Bug 1799079

Summary: revision-pruner pod OOMKilled during installation
Product: OpenShift Container Platform Reporter: Andy McCrae <amccrae>
Component: kube-apiserverAssignee: Mike Dame <mdame>
Status: CLOSED WONTFIX QA Contact: Ke Wang <kewang>
Severity: low Docs Contact:
Priority: low    
Version: 4.2.zCC: aos-bugs, cbaus, danili, kewang, mdame, mfojtik, openshift-bugzilla-robot
Target Milestone: ---   
Target Release: 4.2.z   
Hardware: s390x   
OS: Unspecified   
Whiteboard:
Fixed In Version: Doc Type: If docs needed, set a value
Doc Text:
Story Points: ---
Clone Of: Environment:
Last Closed: 2020-07-13 16:49:09 UTC Type: Bug
Regression: --- Mount Type: ---
Documentation: --- CRM:
Verified Versions: Category: ---
oVirt Team: --- RHEL 7.3 requirements from Atomic Host:
Cloudforms Team: --- Target Upstream Version:
Embargoed:
Bug Depends On: 1848583    
Bug Blocks:    

Description Andy McCrae 2020-02-06 15:27:04 UTC
Description of problem:

When deploying 4.2.16 on the mini clusters some of the revision-pruner containers are OOMKilled during installation.
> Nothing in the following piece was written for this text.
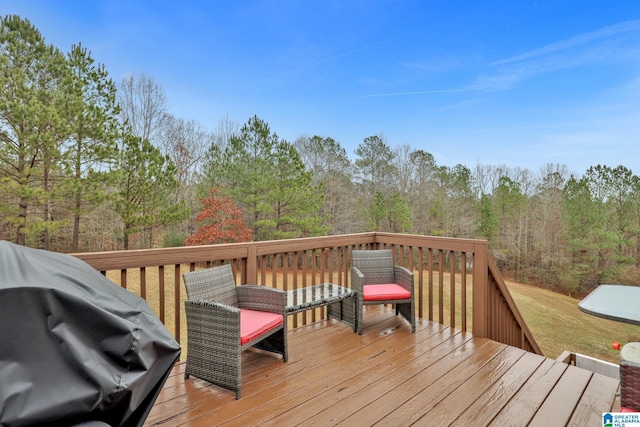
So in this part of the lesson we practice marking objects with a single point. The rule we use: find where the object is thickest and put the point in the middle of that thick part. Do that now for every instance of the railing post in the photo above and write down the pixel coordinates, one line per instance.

They do restart successfully.

Version-Release number of selected component (if applicable):
4.2.18/4.2.16

How reproducible:
Everytime I've done an install I've had at least 1 or 2.

Steps to Reproduce:
1. Run through the regular installation approach.
2. oc get pods --all-namespaces=true | grep -i oom

Actual results:

# oc get pods --all-namespaces=true | grep -i oom
openshift-kube-apiserver                                revision-pruner-3-master-2.test.example.com                       0/1     OOMKilled   0          

Expected results:

No pods are OOMKilled.

Additional info:
The logs from the failed pod are as follows:
# oc logs -f revision-pruner-3-master-2.test.example.com -n openshift-kube-apiserver
I0206 11:12:58.379630       1 cmd.go:38] &{<nil> true {false} prune true map[max-eligible-revision:0xc0006f5d60 protected-revisions:0xc0006f5e00 resource-dir:0xc0006f5ea0 static-pod-name:0xc0006f5f40 v:0xc0006f45a0] [0xc0006f45a0 0xc0006f5d60 0xc0006f5e00 0xc0006f5ea0 0xc0006f5f40] [] map[alsologtostderr:0xc0006f4000 help:0xc000704320 log-backtrace-at:0xc0006f40a0 log-dir:0xc0006f4140 log-file:0xc0006f41e0 log-file-max-size:0xc0006f4280 log-flush-frequency:0xc0000de280 logtostderr:0xc0006f4320 max-eligible-revision:0xc0006f5d60 protected-revisions:0xc0006f5e00 resource-dir:0xc0006f5ea0 skip-headers:0xc0006f43c0 skip-log-headers:0xc0006f4460 static-pod-name:0xc0006f5f40 stderrthreshold:0xc0006f4500 v:0xc0006f45a0 vmodule:0xc0006f4640] [0xc0006f5d60 0xc0006f5e00 0xc0006f5ea0 0xc0006f5f40 0xc0006f4000 0xc0006f40a0 0xc0006f4140 0xc0006f41e0 0xc0006f4280 0xc0000de280 0xc0006f4320 0xc0006f43c0 0xc0006f4460 0xc0006f4500 0xc0006f45a0 0xc0006f4640 0xc000704320] [0xc0006f4000 0xc000704320 0xc0006f40a0 0xc0006f4140 0xc0006f41e0 0xc0006f4280 0xc0000de280 0xc0006f4320 0xc0006f5d60 0xc0006f5e00 0xc0006f5ea0 0xc0006f43c0 0xc0006f4460 0xc0006f5f40 0xc0006f4500 0xc0006f45a0 0xc0006f4640] map[104:0xc000704320 118:0xc0006f45a0] [] -1 0 0xc0006f2cc0 true <nil> []}
I0206 11:12:58.379942       1 cmd.go:39] (*prune.PruneOptions)(0xc000097100)({
 MaxEligibleRevision: (int) 3,
 ProtectedRevisions: ([]int) (len=3 cap=3) {
  (int) 1,
  (int) 2,
  (int) 3
 },
 ResourceDir: (string) (len=36) "/etc/kubernetes/static-pod-resources",
 StaticPodName: (string) (len=18) "kube-apiserver-pod"
})

Comment 1 Andy McCrae 2020-02-06 15:28:24 UTC
The installations still succeed, so setting this as low prio.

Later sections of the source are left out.